Back when we made the decision, the team was new while the whole company and the devops team was in the middle of its AWS migration. Therefore it made sense to choose a managed service provided by AWS rather than self-host our own Airflow or Prefect orchestrator or even use their managed versions. Around September 2021, AWS Step Functions was supporting only around 10 services instead of the whole AWS ecosystem, but just AWS Lambda and EKS support sufficed back then. It was really easy to deploy our ETL scripts using AWS Lambdas, prepare a few Step Functions per ETL workflow and put them in production. We were surprised to find out that AWS supported all AWS services a couple weeks after deploying our workflows to production, which allowed us to use more tasks per service, e.g. SSM functions to retrieve secrets from the parameter store, RDS functions, Athena queries, S3 operations to name but a few. We have implemented those with Lambdas but it was really straightforward to change and support them. While most of our workflows were Standard AWS Step Functions, we used Express for our product facing ones which allow us to orchestrate and easily scale real-time tasks such extracting and transforming data and sending them to customers.

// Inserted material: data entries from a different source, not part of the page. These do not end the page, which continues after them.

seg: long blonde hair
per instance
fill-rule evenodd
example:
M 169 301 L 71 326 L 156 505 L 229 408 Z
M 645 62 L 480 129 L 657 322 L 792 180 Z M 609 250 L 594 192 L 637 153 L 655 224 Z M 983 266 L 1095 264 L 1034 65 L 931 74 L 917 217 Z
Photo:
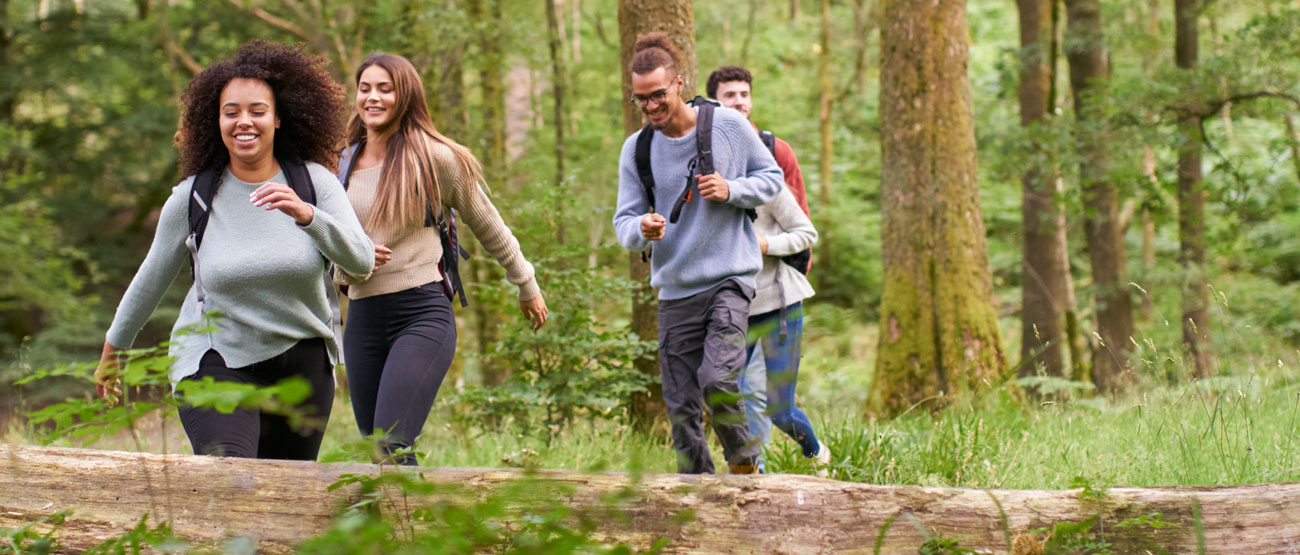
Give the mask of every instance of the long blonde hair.
M 424 84 L 415 66 L 397 54 L 376 52 L 361 62 L 354 83 L 361 82 L 361 73 L 377 65 L 388 71 L 397 93 L 393 117 L 377 131 L 388 136 L 388 152 L 384 153 L 384 169 L 379 174 L 379 187 L 375 203 L 362 222 L 368 231 L 386 229 L 401 232 L 403 228 L 424 221 L 426 202 L 440 210 L 442 200 L 438 165 L 434 149 L 446 146 L 456 157 L 470 183 L 477 186 L 483 169 L 478 159 L 460 143 L 447 138 L 433 125 L 429 107 L 424 97 Z M 366 126 L 361 115 L 354 113 L 348 122 L 348 144 L 366 138 Z

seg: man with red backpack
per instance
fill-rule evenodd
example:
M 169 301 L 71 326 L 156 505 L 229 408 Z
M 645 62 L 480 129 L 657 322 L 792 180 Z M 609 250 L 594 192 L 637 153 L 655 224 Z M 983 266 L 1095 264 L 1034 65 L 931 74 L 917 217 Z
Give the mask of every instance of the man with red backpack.
M 709 98 L 746 118 L 753 107 L 753 76 L 743 67 L 725 66 L 709 75 Z M 750 306 L 749 362 L 740 376 L 750 435 L 766 443 L 772 424 L 799 443 L 819 476 L 828 474 L 830 449 L 817 439 L 807 415 L 795 406 L 803 334 L 803 299 L 813 295 L 804 277 L 811 265 L 817 230 L 808 219 L 803 173 L 794 149 L 750 122 L 785 173 L 786 190 L 757 209 L 754 232 L 764 254 Z M 760 356 L 761 355 L 761 356 Z M 760 461 L 760 466 L 762 465 Z

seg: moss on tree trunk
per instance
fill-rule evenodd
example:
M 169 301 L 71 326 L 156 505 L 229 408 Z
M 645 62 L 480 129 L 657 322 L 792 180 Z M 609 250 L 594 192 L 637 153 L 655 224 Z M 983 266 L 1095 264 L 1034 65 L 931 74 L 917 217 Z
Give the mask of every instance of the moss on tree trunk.
M 884 296 L 871 412 L 896 414 L 1006 368 L 976 179 L 960 0 L 884 3 Z

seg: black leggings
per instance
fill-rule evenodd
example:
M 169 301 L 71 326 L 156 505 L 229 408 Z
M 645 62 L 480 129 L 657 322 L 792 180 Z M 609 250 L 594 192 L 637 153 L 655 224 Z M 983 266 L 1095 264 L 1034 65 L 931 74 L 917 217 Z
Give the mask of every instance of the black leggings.
M 319 337 L 299 341 L 284 353 L 243 368 L 230 368 L 221 354 L 209 349 L 199 360 L 199 371 L 185 380 L 211 377 L 218 382 L 265 387 L 292 376 L 304 378 L 311 385 L 311 395 L 294 408 L 307 416 L 306 422 L 294 427 L 288 417 L 257 409 L 222 414 L 182 404 L 181 425 L 196 454 L 314 461 L 334 405 L 333 370 L 325 340 Z
M 343 351 L 361 434 L 375 434 L 389 455 L 410 447 L 456 355 L 456 317 L 442 284 L 349 303 Z M 410 453 L 394 460 L 417 464 Z

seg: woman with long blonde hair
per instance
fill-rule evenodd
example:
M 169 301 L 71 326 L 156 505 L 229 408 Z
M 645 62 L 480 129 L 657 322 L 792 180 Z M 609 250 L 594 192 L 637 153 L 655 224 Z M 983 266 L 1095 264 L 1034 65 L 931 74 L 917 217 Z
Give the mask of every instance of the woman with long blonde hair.
M 536 330 L 546 301 L 519 241 L 480 187 L 469 149 L 439 133 L 419 73 L 406 58 L 371 54 L 356 73 L 356 115 L 339 163 L 348 200 L 375 243 L 368 278 L 339 272 L 348 285 L 343 337 L 352 409 L 363 435 L 414 465 L 409 447 L 433 407 L 456 353 L 453 287 L 439 269 L 438 222 L 454 209 L 519 287 L 519 306 Z M 453 257 L 456 253 L 451 253 Z

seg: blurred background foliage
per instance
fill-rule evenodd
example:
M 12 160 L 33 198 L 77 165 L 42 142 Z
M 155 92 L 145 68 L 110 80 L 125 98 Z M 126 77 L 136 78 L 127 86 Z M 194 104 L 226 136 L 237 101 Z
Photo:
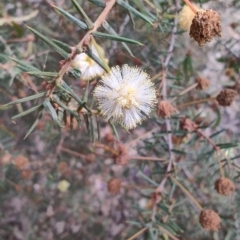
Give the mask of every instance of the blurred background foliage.
M 94 22 L 102 8 L 93 2 L 78 0 Z M 238 191 L 231 197 L 222 197 L 215 192 L 219 168 L 212 146 L 198 133 L 187 133 L 180 127 L 181 117 L 188 116 L 223 150 L 221 161 L 225 174 L 238 190 L 239 99 L 237 97 L 230 107 L 223 108 L 210 97 L 225 87 L 239 92 L 240 2 L 195 1 L 204 9 L 218 11 L 222 18 L 222 38 L 202 48 L 177 26 L 182 1 L 126 2 L 147 16 L 153 25 L 115 4 L 107 18 L 108 23 L 120 36 L 139 41 L 143 46 L 128 44 L 133 57 L 121 43 L 96 38 L 104 48 L 110 66 L 137 65 L 150 74 L 158 88 L 163 64 L 170 56 L 165 66 L 169 99 L 192 85 L 197 76 L 210 80 L 207 90 L 192 90 L 175 101 L 179 112 L 170 120 L 171 152 L 175 162 L 173 173 L 203 207 L 219 213 L 222 218 L 220 231 L 206 232 L 201 228 L 196 206 L 171 180 L 161 193 L 156 220 L 152 222 L 152 193 L 164 178 L 169 162 L 165 119 L 159 118 L 155 111 L 150 119 L 129 133 L 117 127 L 119 139 L 126 143 L 129 155 L 143 157 L 138 160 L 133 157 L 124 166 L 115 164 L 110 152 L 92 144 L 84 123 L 79 128 L 73 122 L 71 130 L 70 115 L 66 116 L 66 127 L 59 132 L 51 117 L 44 114 L 34 131 L 23 140 L 36 120 L 36 113 L 16 120 L 11 118 L 38 101 L 14 106 L 3 104 L 41 92 L 43 80 L 17 68 L 16 62 L 7 56 L 46 72 L 58 72 L 62 60 L 25 24 L 70 46 L 75 46 L 85 31 L 52 7 L 54 4 L 82 20 L 71 1 L 1 0 L 0 239 L 240 239 Z M 99 31 L 104 32 L 104 29 L 101 27 Z M 85 82 L 71 77 L 65 80 L 78 96 L 83 96 Z M 94 84 L 91 83 L 90 88 Z M 89 101 L 91 98 L 90 92 Z M 192 104 L 205 98 L 209 100 Z M 112 128 L 104 121 L 99 124 L 101 143 L 116 148 Z M 146 161 L 144 157 L 165 160 Z M 111 194 L 107 187 L 112 177 L 122 182 L 117 195 Z M 139 234 L 134 236 L 135 233 Z

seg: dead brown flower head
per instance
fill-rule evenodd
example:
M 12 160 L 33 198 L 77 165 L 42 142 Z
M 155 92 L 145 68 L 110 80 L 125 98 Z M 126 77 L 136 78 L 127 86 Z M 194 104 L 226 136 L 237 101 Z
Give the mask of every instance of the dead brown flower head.
M 220 15 L 213 10 L 198 11 L 193 18 L 190 27 L 190 37 L 192 37 L 199 46 L 210 42 L 216 35 L 221 37 L 221 19 Z
M 118 143 L 118 155 L 115 157 L 116 164 L 125 165 L 129 162 L 129 155 L 127 147 L 122 144 Z
M 180 128 L 182 130 L 192 132 L 192 131 L 195 131 L 197 129 L 197 127 L 198 127 L 198 125 L 189 118 L 183 117 L 180 120 Z
M 210 81 L 204 77 L 197 77 L 195 82 L 198 84 L 197 89 L 205 90 L 210 86 Z
M 220 228 L 221 218 L 213 210 L 204 209 L 199 215 L 199 222 L 207 231 L 218 231 Z
M 111 178 L 107 182 L 108 192 L 115 195 L 120 192 L 121 181 L 118 178 Z
M 168 101 L 159 101 L 157 105 L 157 115 L 159 117 L 170 117 L 175 112 L 175 108 Z
M 218 194 L 229 196 L 234 192 L 235 186 L 234 186 L 234 183 L 230 179 L 219 178 L 215 182 L 215 189 L 218 192 Z
M 230 106 L 237 96 L 237 92 L 232 89 L 224 89 L 222 90 L 216 97 L 216 100 L 221 106 Z

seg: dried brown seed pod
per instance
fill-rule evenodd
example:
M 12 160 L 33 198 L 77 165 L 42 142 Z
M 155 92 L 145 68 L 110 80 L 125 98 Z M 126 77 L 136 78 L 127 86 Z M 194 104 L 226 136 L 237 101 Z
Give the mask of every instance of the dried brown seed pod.
M 215 182 L 215 189 L 218 192 L 218 194 L 229 196 L 234 192 L 235 186 L 234 186 L 234 183 L 230 179 L 219 178 Z
M 118 155 L 115 157 L 116 164 L 125 165 L 129 162 L 129 155 L 127 147 L 122 144 L 118 143 Z
M 197 89 L 205 90 L 210 86 L 210 81 L 205 77 L 197 77 L 195 82 L 198 84 Z
M 115 195 L 120 192 L 121 181 L 118 178 L 111 178 L 107 182 L 108 192 Z
M 192 37 L 199 46 L 210 42 L 216 35 L 221 37 L 221 19 L 220 15 L 213 10 L 198 11 L 193 18 L 190 27 L 190 37 Z
M 230 106 L 237 96 L 237 92 L 232 89 L 224 89 L 222 90 L 216 97 L 216 100 L 221 106 Z
M 157 115 L 159 117 L 170 117 L 175 112 L 175 108 L 168 101 L 159 101 L 157 105 Z
M 199 215 L 199 222 L 207 231 L 218 231 L 220 228 L 221 218 L 213 210 L 204 209 Z

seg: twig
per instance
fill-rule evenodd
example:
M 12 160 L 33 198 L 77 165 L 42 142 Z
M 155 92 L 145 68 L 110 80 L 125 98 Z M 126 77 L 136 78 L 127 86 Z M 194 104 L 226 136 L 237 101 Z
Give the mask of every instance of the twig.
M 96 31 L 100 27 L 100 25 L 105 21 L 108 13 L 112 9 L 112 7 L 115 4 L 115 2 L 116 2 L 116 0 L 109 0 L 108 2 L 106 2 L 105 8 L 103 9 L 103 11 L 98 16 L 97 20 L 94 23 L 94 27 L 87 31 L 87 33 L 82 38 L 82 40 L 77 44 L 77 47 L 75 48 L 75 51 L 72 53 L 71 57 L 69 59 L 67 59 L 65 61 L 65 63 L 63 64 L 63 66 L 61 67 L 61 69 L 60 69 L 60 71 L 58 73 L 58 77 L 55 80 L 56 85 L 62 81 L 62 78 L 63 78 L 64 74 L 68 71 L 69 67 L 72 64 L 72 61 L 73 61 L 75 55 L 77 54 L 78 49 L 81 49 L 83 45 L 88 45 L 90 37 L 91 37 L 91 34 L 94 31 Z M 56 85 L 53 85 L 53 87 L 49 90 L 48 96 L 52 95 Z
M 192 194 L 180 183 L 178 182 L 174 177 L 171 177 L 172 181 L 176 183 L 181 190 L 190 198 L 190 200 L 196 205 L 196 207 L 201 211 L 203 208 L 202 206 L 198 203 L 198 201 L 192 196 Z
M 197 9 L 194 7 L 194 5 L 189 0 L 183 0 L 190 8 L 191 10 L 196 14 Z
M 140 231 L 138 231 L 137 233 L 135 233 L 134 235 L 132 235 L 130 238 L 128 238 L 127 240 L 133 240 L 136 237 L 140 236 L 142 233 L 144 233 L 148 228 L 145 227 L 143 229 L 141 229 Z

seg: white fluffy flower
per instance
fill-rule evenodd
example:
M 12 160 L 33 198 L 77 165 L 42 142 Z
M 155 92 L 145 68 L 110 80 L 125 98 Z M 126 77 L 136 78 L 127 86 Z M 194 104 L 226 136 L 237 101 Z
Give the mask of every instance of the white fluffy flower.
M 98 52 L 93 44 L 90 44 L 89 47 L 92 53 L 100 59 Z M 104 56 L 104 50 L 99 45 L 98 50 L 100 51 L 101 55 Z M 107 59 L 105 60 L 108 62 Z M 100 67 L 93 59 L 91 59 L 86 53 L 80 53 L 76 55 L 71 67 L 81 72 L 81 79 L 84 81 L 89 81 L 105 73 L 105 70 Z
M 94 97 L 103 116 L 126 129 L 136 127 L 156 103 L 156 92 L 147 73 L 137 67 L 113 67 L 102 76 Z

But why do I miss Airflow? Well, I have been a heavy Apache Airflow user throughout my career and despite its cons, I have found a way to use it efficiently in various companies. I never relied to its data connectors and integrations, but always used it as a scheduler of tasks executed in the infrastructure and not within the Airflow workers. I have debugged so many errors, I have experimented with so many different celery settings and resource allocations to facilitate the tasks that the workers had to execute, which eventually made me just rely on its scheduling functionality and informative UI. On the contrary, AWS Step Functions is exactly the opposite. It’s the de-facto way to execute tasks within the AWS ecosystem and its transparrent serverless nature always hides you all this complexity and errors. So what do I miss?

  • A user interface. Perhaps the Airflow UI is not the best, but it fulfills its purpose. You can quickly see last execution, last failed DAGs, quick statistics, you can click on the task and see the logs. You can even give access to someone less technical and can understand whether something failed or not (with the exception that you might need to explain them why the execution timestamps are yesterday’s). Step Functions UI has very limited functionality only showing you the executions and input and output of the tasks and redictering you to them to figure out their logs (EKS tasks don’t expose logs so for errors there we have to check in Datadog so it’s tough to follow sometimes).

  • Scheduling. Well, we use Eventbridge rules to schedule tasks but it’s a different service doing multiple things and I would prefer if a part of it was bundled with AWS Step Functions.

  • Backfill and pause. There are many times in AWS Step Functions that a workflow failed due to some bug in our code and we can’t rerun parts of the workflow but we need to fully run them from scratch. In Airflow, I would be able to go to the failed task and backfill for that specific date until now. Same applies to pausing tasks and DAGs. I was always able to go and pause a DAG until something else resolves. Now in AWS Step Functions I need to remember to disable the AWS EventBridge rule and remember again that I need to enable it again.

  • Airflow DAG definition. It was always straightforward for me to create a new Airflow dag and connect tasks using Python in minutes, while the same workflow in AWS Step Functions might take hours and lots of dry-runs. Drag-and-drop of tasks makes it easy in some sense, but anything that has to do with keeping or exchanging state and variables between tasks has steep learning curve. Especially since in some cases it’s not anywhere documented what Lambda returns as an output, which parameter to pick from the JSON and things like this.

  • Manipulate state and paramters between tasks. This is probably what I miss the most. Besides a couple functions that AWS supports, you cannot define or manipulate any parameters or state between tasks. e.g. i cannot get the date of the execution, i cannot manipulate dates across tasks (unless I create a special Lambda for this), I cannot perform some basic string manipulation on the s3 bucket path I received from one task into another (again the special Lambda will do this), etc. Airflow’s pythonic way to setup tasks and transfer parameters between those is really efficient IMO.

This is my take on AWS Step Functions and what I miss from Apache Airflow. To be honest, if I had a proper user interface integrating scheduling, logs, alerts and enhanced parameter handling capabilities I would be extremely happy with them. While now we are considering whether a migration to Airflow or other orchestrators is worth.